The Company allocated business structure improvement expenses totaling 103,729 million yen (79,377 million yen on a non-consolidated basis) as extraordinary losses in the consolidated statement of income for fiscal 2009. These expenses primarily resulted from the impairment loss on fixed assets at consolidated subsidiaries in Japan, Europe and the United States, and from the early and/or voluntary retirement of employees.

The Company had to provide the additional allowance for business structure improvement expenses in response to projected declines in developed nations' fiscal 2010 demand, which will be worse than originally forecast. In total, the business structure improvement expenses for fiscal 2009 now consist of 73,466 million yen (59,935 million yen on a non-consolidated basis) allocated in the consolidated statement of income for the first nine months of fiscal 2009, together with the additional allocation of 30,262 million yen (19,442 million yen on a non-consolidated basis).

2. Revised forecast financial results for fiscal 2009

1) Revised forecast consolidated/non-consolidated financial results (January 1 through December 31, 2009)
Consolidated

(Millions of yen ; %)
 
Net sales
Operating
income(loss)
Ordinary
income(loss)
Net income
(loss)
Previous forecasts (A)
(Released August 4, 2009)
1,100,000
(87,000)
(86,000)
(182,000)
Revised forecasts (B)
1,153,600
(62,600)
(68,400)
(216,200)
Amount of change (B-A)
53,600
24,400
17,600
-34,200
Percentage change [(B-A)/A]
4.9%
-
-
-
Results for the fiscal year
ended December 31, 2008
1,603,881
48,382
58,872
1,851

Non-consolidated

(Millions of yen ; %)
 
Net sales
Operating
income(loss)
Ordinary
income(loss)
Net income
(loss)
Previous forecasts (A)
(Released August 4, 2009)
400,000
(68,000)
(74,000)
(120,000)
Revised forecasts (B)
401,800
(55,300)
(61,400)
(158,500)
Amount of change (B-A)
1,800
12,700
12,600
-38,500
Percentage change [(B-A)/A]
0.5%
-
-
-
Results for the fiscal year
ended December 31, 2008
740,177
(24,119)
20,785
(3,022)

2) Main reasons for the revision
The revised forecast consolidated financial results for fiscal 2009 are: 1,153.6 billion yen in net sales, an increase of 53.6 billion yen from the previous forecast; 62.6 billion yen in operating loss, an increase of 24.4 billion yen in operating income; and 68.4 billion yen in ordinary loss, an increase of 17.6 billion yen in ordinary income. These changes from the forecast consolidated financial results released August 4, 2009 are mainly attributable to robust motorcycle sales in Asia (excluding Japan) and implementation of an emergency plan including expense- and cost-cutting measures.

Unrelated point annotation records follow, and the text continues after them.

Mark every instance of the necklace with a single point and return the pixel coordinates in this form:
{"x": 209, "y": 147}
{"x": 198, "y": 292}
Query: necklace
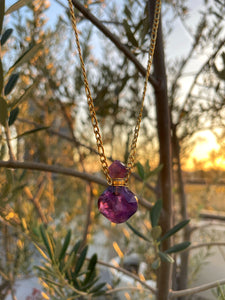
{"x": 117, "y": 203}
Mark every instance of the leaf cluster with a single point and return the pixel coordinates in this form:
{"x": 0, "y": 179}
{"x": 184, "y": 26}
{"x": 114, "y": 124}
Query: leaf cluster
{"x": 65, "y": 271}
{"x": 157, "y": 238}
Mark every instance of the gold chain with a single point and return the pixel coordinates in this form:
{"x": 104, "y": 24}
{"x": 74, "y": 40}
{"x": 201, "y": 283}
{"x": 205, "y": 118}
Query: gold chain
{"x": 94, "y": 121}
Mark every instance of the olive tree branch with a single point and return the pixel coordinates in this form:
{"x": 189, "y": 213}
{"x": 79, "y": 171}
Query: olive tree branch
{"x": 195, "y": 290}
{"x": 62, "y": 170}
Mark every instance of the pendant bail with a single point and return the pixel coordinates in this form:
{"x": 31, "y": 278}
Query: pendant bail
{"x": 119, "y": 182}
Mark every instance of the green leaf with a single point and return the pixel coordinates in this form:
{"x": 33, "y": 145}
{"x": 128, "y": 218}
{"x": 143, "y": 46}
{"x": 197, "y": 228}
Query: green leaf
{"x": 2, "y": 12}
{"x": 3, "y": 111}
{"x": 13, "y": 115}
{"x": 31, "y": 131}
{"x": 76, "y": 247}
{"x": 26, "y": 56}
{"x": 92, "y": 262}
{"x": 173, "y": 230}
{"x": 156, "y": 263}
{"x": 11, "y": 83}
{"x": 155, "y": 171}
{"x": 155, "y": 213}
{"x": 135, "y": 231}
{"x": 156, "y": 232}
{"x": 1, "y": 76}
{"x": 80, "y": 260}
{"x": 166, "y": 257}
{"x": 2, "y": 151}
{"x": 141, "y": 170}
{"x": 65, "y": 245}
{"x": 17, "y": 6}
{"x": 178, "y": 247}
{"x": 130, "y": 34}
{"x": 91, "y": 270}
{"x": 6, "y": 35}
{"x": 41, "y": 252}
{"x": 69, "y": 262}
{"x": 47, "y": 241}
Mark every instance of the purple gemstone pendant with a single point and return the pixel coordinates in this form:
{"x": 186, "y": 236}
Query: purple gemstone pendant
{"x": 117, "y": 203}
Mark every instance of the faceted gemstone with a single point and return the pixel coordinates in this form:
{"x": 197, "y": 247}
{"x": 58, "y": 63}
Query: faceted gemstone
{"x": 117, "y": 203}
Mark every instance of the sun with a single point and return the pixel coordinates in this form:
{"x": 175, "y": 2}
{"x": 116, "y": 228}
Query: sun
{"x": 206, "y": 154}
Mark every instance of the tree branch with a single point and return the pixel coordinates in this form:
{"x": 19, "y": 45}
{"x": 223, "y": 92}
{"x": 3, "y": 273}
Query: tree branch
{"x": 115, "y": 40}
{"x": 197, "y": 289}
{"x": 64, "y": 171}
{"x": 124, "y": 271}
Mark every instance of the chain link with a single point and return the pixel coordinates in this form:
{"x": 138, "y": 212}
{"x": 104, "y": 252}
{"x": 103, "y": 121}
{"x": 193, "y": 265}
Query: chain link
{"x": 94, "y": 121}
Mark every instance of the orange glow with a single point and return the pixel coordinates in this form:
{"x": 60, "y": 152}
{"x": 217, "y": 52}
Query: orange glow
{"x": 201, "y": 156}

Reflecting business conditions in developed nations -- where no short-term business recovery is anticipated -- the Company has determined that it must further reduce fixed costs. Therefore, the impairment loss on fixed assets, as well as the expenses incurred by the retirement of employees (including those in the voluntary retirement program), were allocated as additions in the non-consolidated financial statement of income for fiscal 2009. As a result, the business structure improvement expenses exceeded the amount originally projected by approximately 50 billion yen.

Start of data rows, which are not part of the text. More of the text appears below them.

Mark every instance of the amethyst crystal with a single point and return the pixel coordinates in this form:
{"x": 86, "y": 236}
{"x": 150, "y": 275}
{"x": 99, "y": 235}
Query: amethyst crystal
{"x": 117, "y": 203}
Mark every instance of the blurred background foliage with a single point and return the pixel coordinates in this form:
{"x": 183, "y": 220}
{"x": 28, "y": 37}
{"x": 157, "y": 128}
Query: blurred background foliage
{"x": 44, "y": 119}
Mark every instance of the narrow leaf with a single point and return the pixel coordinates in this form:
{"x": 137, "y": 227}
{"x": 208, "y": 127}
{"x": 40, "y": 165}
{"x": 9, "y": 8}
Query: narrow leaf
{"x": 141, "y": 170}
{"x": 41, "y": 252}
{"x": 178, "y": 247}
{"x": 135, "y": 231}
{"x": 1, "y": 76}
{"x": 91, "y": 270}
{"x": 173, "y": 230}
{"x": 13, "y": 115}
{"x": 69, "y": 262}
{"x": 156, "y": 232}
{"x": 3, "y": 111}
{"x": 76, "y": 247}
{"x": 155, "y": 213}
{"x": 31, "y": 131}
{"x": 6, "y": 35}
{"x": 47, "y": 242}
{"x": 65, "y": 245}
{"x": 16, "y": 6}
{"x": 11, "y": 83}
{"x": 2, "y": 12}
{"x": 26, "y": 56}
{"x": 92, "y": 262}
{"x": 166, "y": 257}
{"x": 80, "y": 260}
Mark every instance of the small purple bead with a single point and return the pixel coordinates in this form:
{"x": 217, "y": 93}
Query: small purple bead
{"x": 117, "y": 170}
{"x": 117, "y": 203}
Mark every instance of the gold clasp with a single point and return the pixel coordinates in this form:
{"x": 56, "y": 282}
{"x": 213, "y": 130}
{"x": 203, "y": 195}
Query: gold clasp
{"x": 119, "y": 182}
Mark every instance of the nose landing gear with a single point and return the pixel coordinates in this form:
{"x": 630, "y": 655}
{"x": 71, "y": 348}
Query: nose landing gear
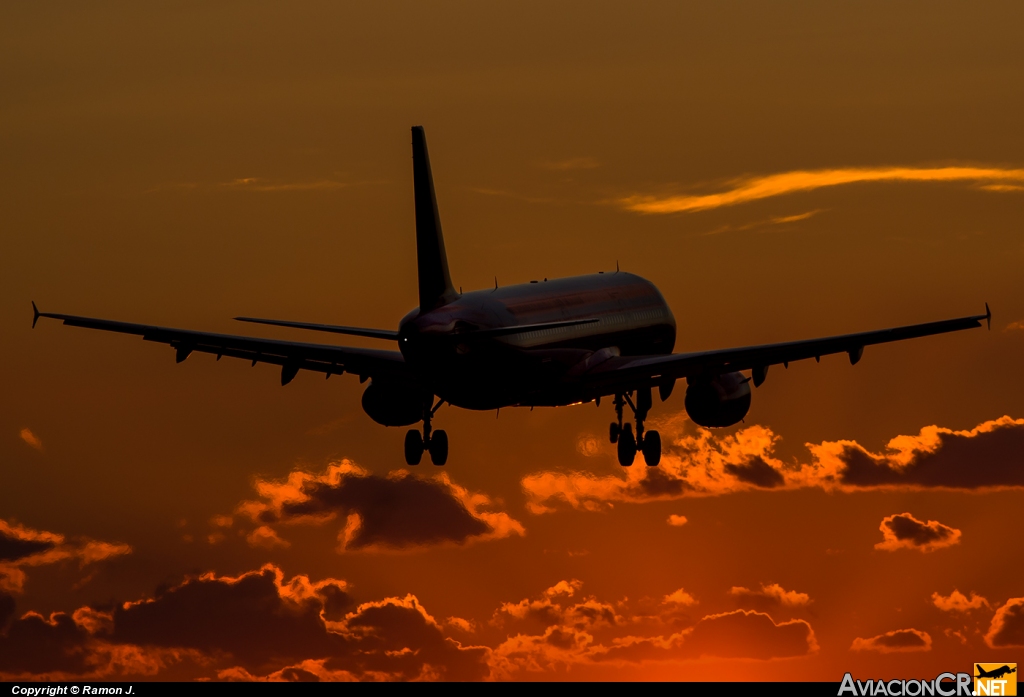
{"x": 435, "y": 443}
{"x": 649, "y": 442}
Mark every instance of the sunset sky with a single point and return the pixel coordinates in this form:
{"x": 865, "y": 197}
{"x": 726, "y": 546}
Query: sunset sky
{"x": 780, "y": 171}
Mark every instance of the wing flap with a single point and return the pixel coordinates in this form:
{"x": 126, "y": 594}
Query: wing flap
{"x": 627, "y": 373}
{"x": 316, "y": 357}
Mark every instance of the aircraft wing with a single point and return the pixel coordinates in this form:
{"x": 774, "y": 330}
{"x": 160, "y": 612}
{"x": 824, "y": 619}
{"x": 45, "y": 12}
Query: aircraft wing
{"x": 292, "y": 356}
{"x": 623, "y": 374}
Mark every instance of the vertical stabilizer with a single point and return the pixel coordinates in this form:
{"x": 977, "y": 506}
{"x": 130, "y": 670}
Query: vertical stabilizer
{"x": 435, "y": 284}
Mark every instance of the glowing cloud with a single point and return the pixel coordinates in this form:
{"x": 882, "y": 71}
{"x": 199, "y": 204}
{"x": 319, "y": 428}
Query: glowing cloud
{"x": 755, "y": 188}
{"x": 395, "y": 512}
{"x": 903, "y": 531}
{"x": 1008, "y": 625}
{"x": 957, "y": 602}
{"x": 900, "y": 641}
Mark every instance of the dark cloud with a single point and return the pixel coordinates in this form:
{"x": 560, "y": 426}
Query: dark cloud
{"x": 704, "y": 463}
{"x": 36, "y": 645}
{"x": 393, "y": 512}
{"x": 6, "y": 609}
{"x": 1007, "y": 628}
{"x": 262, "y": 624}
{"x": 894, "y": 642}
{"x": 770, "y": 598}
{"x": 253, "y": 617}
{"x": 756, "y": 471}
{"x": 904, "y": 531}
{"x": 12, "y": 549}
{"x": 988, "y": 455}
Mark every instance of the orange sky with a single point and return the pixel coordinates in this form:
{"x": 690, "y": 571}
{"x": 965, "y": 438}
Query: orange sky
{"x": 780, "y": 172}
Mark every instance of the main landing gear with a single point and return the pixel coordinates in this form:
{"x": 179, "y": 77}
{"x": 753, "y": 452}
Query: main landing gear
{"x": 435, "y": 443}
{"x": 649, "y": 442}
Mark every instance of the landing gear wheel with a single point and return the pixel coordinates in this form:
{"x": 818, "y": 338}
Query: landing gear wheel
{"x": 627, "y": 446}
{"x": 438, "y": 447}
{"x": 651, "y": 448}
{"x": 414, "y": 447}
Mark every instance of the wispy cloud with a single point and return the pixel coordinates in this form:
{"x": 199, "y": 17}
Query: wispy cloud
{"x": 755, "y": 188}
{"x": 570, "y": 164}
{"x": 774, "y": 220}
{"x": 258, "y": 184}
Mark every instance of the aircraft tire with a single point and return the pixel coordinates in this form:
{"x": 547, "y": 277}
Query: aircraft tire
{"x": 438, "y": 447}
{"x": 651, "y": 448}
{"x": 414, "y": 447}
{"x": 627, "y": 447}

Consequent to these developments, non-consolidated net loss is projected to increase 38.5 billion yen from the previous forecast, to 158.5 billion yen, while consolidated net loss is expected to rise 34.2 billion yen, to 216.2 billion yen.

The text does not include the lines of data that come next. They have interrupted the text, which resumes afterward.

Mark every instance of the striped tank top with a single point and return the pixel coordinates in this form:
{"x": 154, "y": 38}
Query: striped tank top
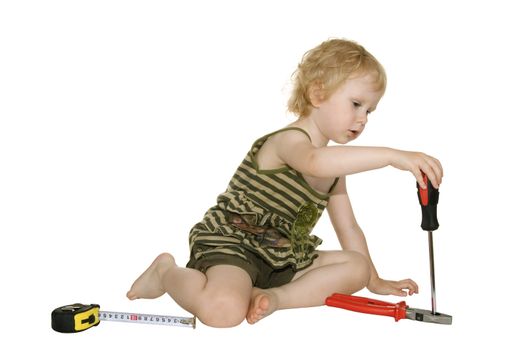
{"x": 269, "y": 212}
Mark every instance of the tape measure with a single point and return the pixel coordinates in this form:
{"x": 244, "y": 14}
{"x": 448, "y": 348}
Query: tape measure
{"x": 78, "y": 317}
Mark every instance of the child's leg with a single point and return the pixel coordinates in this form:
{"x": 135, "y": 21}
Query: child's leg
{"x": 219, "y": 298}
{"x": 332, "y": 272}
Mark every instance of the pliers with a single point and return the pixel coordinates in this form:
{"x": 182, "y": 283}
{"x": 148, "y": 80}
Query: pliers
{"x": 398, "y": 311}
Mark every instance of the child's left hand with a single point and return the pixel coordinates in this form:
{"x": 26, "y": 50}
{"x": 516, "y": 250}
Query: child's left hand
{"x": 385, "y": 287}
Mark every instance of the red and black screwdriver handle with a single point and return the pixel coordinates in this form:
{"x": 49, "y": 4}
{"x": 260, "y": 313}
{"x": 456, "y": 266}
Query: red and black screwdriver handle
{"x": 428, "y": 198}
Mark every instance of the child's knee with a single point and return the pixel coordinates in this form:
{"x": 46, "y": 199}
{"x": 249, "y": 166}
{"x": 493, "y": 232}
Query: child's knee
{"x": 360, "y": 267}
{"x": 223, "y": 310}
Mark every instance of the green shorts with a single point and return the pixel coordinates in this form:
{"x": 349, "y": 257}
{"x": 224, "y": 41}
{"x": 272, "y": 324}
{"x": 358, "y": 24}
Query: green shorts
{"x": 262, "y": 274}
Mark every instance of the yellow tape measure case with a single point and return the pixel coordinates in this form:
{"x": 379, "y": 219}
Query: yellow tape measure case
{"x": 75, "y": 317}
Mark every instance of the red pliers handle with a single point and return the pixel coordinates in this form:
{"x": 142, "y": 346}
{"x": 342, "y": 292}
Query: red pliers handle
{"x": 368, "y": 306}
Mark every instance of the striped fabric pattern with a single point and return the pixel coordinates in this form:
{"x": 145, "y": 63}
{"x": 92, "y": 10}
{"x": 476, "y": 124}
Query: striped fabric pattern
{"x": 269, "y": 212}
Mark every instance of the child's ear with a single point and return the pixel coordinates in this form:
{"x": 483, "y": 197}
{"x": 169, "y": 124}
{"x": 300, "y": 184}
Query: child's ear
{"x": 316, "y": 94}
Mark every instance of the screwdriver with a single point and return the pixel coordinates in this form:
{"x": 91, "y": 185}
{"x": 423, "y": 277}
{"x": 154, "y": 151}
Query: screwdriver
{"x": 428, "y": 199}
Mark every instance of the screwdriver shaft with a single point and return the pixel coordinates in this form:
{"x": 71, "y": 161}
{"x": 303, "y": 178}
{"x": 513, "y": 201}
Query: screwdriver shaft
{"x": 432, "y": 270}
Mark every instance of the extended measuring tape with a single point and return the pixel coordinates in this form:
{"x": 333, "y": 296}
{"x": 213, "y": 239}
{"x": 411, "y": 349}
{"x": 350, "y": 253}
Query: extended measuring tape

3) On February 12, 2010, the Company will officially disclose key information related to its performance: financial results for fiscal 2009; forecast financial results for fiscal 2010; and the new three-year medium-term management plan. Launched in 2010, the plan addresses structural reform designed to regain profitability, and strategies toward realizing further growth.